The design variables are the number of active coils P , the diameter of the mean coil D , and the diameter of the wire d. The results obtained by GDE3 are presented in Table Table 12 provides a comparison of this solution with the results of simple constrained particle swarm optimization. Further, a statistical evaluation of independent runs of the GDE3 metaheuristic is tabulated in Table 13 considering the best, worst, average, and the standard deviation std. In the present study, the GDE3 algorithm is used as a simple and efficient optimization technique for handling engineering optimization problems.
http://wikbud.eu/wp-content/2019-10-05/6104.php The GDE3 algorithm also uses a very simple mechanism to deal with constrained functions and results generated by the algorithm indicate that such mechanism, despite its simplicity, is effective in practice. From this study, performance evaluation of the GDE3 algorithm through benchmark design optimization examples reveals the efficiency of this technique in solving practical optimization problems.
Although in the present study the algorithm is utilized only for solving engineering design optimization problems, GDE3 algorithm can easily be employed for solving other types of optimization problems as well. The authors declare that there is no conflict of interests regarding the publication of this paper. National Center for Biotechnology Information , U. Journal List ScientificWorldJournal v.
Published online Mar Author information Article notes Copyright and License information Disclaimer. Adekanmbi and P. This is an open access article distributed under the Creative Commons Attribution License, which permits unrestricted use, distribution, and reproduction in any medium, provided the original work is properly cited. Abstract Metaheuristic algorithms are well-known optimization tools which have been employed for solving a wide range of optimization problems. Introduction In structural engineering, most design optimization problems are highly nonlinear consisting of different design variables and complex constraints such as displacements, geometrical configuration, stresses, and load carrying capability.
Generalized Differential Evolution Metaheuristic Several extensions of differential evolution [ 26 ] exist for solving constrained and nonconstrained multiobjective optimization problems [ 27 , 28 ]. The selection process in GDE3 is guided by these three rules: In a scenario where both the old vector and trial vector are infeasible, the old vector is selected if it dominates the trial vector, but if the trial vector weakly dominates the old vector, then the trial vector is selected.

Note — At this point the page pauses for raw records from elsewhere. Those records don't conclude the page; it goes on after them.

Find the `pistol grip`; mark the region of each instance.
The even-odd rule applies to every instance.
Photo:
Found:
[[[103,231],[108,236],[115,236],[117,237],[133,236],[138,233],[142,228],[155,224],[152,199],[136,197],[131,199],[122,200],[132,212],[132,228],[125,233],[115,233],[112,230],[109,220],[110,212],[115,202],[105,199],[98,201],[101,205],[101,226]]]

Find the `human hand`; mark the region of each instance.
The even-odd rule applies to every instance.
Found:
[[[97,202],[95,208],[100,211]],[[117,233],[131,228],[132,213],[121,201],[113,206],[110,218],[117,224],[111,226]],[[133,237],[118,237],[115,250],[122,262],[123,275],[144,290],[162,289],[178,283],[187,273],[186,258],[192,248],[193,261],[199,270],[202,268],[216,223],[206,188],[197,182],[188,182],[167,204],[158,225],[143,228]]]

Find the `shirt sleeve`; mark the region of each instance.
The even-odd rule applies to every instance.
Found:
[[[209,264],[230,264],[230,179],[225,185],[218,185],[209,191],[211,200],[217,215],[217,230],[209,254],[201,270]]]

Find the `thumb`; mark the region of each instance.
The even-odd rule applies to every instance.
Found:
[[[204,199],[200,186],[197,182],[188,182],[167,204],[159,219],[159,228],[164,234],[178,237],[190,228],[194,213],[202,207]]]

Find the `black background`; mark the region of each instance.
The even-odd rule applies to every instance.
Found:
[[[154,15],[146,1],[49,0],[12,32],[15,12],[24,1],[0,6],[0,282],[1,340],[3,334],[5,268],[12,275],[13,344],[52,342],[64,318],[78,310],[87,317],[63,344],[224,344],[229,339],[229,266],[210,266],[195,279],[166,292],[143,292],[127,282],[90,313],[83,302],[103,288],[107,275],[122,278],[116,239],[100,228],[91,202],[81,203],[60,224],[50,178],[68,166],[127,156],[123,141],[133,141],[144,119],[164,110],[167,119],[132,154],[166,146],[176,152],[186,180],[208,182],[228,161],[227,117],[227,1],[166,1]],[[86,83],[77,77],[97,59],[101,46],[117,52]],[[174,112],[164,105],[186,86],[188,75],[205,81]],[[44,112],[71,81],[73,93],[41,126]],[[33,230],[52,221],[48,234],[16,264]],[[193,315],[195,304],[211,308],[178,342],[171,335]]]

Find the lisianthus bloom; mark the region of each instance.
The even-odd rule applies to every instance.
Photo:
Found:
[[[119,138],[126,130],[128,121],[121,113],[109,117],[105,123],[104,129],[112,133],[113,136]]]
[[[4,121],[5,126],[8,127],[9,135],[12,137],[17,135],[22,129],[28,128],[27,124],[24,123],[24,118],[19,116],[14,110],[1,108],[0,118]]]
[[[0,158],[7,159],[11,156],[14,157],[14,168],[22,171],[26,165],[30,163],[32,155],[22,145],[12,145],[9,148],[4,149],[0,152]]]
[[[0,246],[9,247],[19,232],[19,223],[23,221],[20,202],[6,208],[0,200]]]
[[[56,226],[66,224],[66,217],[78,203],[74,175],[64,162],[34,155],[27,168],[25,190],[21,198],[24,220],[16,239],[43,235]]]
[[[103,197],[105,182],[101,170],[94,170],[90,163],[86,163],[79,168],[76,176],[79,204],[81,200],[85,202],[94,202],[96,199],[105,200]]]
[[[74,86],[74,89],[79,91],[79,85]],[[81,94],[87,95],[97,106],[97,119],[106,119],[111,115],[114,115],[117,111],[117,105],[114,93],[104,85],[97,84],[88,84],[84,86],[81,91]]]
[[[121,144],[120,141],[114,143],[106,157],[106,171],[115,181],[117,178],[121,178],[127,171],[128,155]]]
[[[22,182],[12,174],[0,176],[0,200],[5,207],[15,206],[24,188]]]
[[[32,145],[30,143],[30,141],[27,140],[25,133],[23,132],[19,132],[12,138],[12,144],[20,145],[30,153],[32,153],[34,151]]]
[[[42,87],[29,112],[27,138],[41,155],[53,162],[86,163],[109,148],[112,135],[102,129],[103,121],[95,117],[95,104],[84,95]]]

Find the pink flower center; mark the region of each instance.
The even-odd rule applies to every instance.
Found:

Open in a separate window. Algorithm 1.
Editors: Yang, Xin-She, Bekdaş, Gebrail, Nigdeli, Sinan Melih (Eds.) This timely book deals with a current topic, i.e. the applications of metaheuristic algorithms, with a primary focus on optimization problems in civil engineering. The remaining chapters report on advanced studies. This timely book deals with a current topic, i.e. the applications of metaheuristic algorithms, with a primary focus on optimization problems in civil engineering.
The GDE3 algorithm [ 29 ]. Example 1 welded beam design optimization problem. We request your telephone number so we can contact you in the event we have difficulty reaching you via email. We aim to respond to all questions on the same business day.